DevOps practices help improve the quality of open source components

Source – betanews.com

The use of open source components can help speed up the software development process, but it comes with a risk if poor quality code leads to vulnerable applications being released.

The latest State of the Software Supply Chain Report from DevOps tools specialist Sonatypereveals that organizations which actively manage the quality of open source components flowing into production applications realize a 28 percent improvement in developer productivity, a 30 percent reduction in overall development costs, and a 48 percent increase in application quality.

“Companies are no longer building software applications from scratch, they are manufacturing them as fast as they can using an infinite supply of open source component parts,” says Wayne Jackson, CEO of Sonatype. “However, many still rely on manual and time consuming governance and security practices instead of embracing DevOps-native automation. Our research continues to show that development teams managing trusted software supply chains are dramatically improving quality and productivity.”

Among the report’s other findings is that year-on-year downloads of Java components have grown 68 percent (52 billion in 2016), JavaScript downloads grew 262 percent (59 billion in 2016), and demand for Docker components is expected to grow 100 percent (12 billion downloads). Faced with a near infinite supply of open source components, high-functioning DevOps organizations are turning to machine automation to govern the quality of open source components flowing through their software supply chains.

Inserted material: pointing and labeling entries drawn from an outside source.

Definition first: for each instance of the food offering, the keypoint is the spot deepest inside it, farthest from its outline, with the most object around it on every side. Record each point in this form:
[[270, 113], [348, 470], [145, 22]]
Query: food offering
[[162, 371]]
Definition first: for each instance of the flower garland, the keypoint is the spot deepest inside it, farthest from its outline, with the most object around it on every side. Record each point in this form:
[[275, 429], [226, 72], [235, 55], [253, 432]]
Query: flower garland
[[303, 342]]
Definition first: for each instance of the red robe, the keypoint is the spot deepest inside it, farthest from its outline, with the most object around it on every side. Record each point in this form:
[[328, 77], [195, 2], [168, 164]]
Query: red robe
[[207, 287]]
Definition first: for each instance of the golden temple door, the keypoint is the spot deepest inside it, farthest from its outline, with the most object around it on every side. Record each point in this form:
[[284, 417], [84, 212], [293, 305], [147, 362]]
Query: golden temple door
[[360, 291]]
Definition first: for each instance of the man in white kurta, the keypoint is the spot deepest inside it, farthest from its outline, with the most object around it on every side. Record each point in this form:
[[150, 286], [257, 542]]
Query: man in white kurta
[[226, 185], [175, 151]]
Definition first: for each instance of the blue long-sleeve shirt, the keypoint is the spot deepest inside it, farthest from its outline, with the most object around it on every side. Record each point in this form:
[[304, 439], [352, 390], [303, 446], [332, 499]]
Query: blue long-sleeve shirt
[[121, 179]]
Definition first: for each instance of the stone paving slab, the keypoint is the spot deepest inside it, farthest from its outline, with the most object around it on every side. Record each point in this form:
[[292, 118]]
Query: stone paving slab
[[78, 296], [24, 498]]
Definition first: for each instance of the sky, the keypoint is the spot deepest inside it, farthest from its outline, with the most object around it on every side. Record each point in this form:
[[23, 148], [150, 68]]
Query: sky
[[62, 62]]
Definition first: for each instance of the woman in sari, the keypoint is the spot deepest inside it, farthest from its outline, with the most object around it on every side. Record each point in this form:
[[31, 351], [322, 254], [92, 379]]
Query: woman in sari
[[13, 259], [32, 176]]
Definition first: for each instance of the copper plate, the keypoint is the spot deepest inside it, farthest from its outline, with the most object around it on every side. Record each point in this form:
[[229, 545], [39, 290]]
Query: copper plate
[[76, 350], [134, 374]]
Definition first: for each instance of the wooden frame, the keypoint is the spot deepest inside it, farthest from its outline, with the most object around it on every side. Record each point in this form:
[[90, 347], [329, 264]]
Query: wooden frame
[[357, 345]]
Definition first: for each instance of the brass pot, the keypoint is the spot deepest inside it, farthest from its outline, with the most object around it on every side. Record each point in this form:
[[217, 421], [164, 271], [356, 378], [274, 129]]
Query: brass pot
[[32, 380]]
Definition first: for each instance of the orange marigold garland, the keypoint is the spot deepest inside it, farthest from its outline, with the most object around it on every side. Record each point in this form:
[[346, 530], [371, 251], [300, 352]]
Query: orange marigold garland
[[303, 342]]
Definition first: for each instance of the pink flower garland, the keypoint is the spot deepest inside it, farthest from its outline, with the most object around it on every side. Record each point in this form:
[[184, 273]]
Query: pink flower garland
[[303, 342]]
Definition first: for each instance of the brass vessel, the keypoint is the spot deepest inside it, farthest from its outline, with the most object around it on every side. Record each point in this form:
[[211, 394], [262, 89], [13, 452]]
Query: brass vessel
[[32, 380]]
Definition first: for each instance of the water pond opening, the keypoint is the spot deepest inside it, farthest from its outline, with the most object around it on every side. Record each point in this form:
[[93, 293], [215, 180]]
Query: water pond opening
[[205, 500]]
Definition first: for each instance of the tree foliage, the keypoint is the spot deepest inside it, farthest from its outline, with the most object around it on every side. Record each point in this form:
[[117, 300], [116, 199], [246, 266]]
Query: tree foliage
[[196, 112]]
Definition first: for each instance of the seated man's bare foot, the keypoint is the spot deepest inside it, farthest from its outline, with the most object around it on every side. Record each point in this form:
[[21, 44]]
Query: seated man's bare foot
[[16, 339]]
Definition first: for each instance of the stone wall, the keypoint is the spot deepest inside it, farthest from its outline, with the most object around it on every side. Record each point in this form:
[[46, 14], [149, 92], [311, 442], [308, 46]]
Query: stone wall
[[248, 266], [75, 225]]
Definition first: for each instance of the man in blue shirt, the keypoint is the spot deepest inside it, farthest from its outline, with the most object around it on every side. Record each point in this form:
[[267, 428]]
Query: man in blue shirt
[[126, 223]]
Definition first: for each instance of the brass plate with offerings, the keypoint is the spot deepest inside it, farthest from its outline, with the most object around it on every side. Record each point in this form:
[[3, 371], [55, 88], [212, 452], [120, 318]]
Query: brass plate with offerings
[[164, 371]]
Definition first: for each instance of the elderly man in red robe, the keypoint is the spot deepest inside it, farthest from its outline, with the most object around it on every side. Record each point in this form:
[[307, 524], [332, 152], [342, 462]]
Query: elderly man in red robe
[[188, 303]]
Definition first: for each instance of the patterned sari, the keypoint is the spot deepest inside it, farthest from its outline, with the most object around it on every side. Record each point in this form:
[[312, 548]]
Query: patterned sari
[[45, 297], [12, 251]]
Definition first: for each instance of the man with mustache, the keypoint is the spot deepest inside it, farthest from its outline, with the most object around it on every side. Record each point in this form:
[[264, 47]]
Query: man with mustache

It also reveals that open source component suppliers are slow to fix vulnerabilities. Only 15.8 percent of OSS projects actively fix vulnerabilities, and even then the mean time to remediation is 233 days. This puts the onus on DevOps organizations to actively govern which OSS projects they work with, and which components they ultimately use.

On a positive note, in 2016, the percentage of Java components downloaded from the Central Repository that contained known security vulnerabilities fell to 5.5 percent, down from 6.1 percent the year before. Although this still isn’t ideal it is evidence that hygiene is beginning to improve with ratios declining slightly in each of the last three years. The regulatory landscape is helping too, with government agencies and industry bodies releasing new guidelines to improve the quality, safety, and security of software supply chains.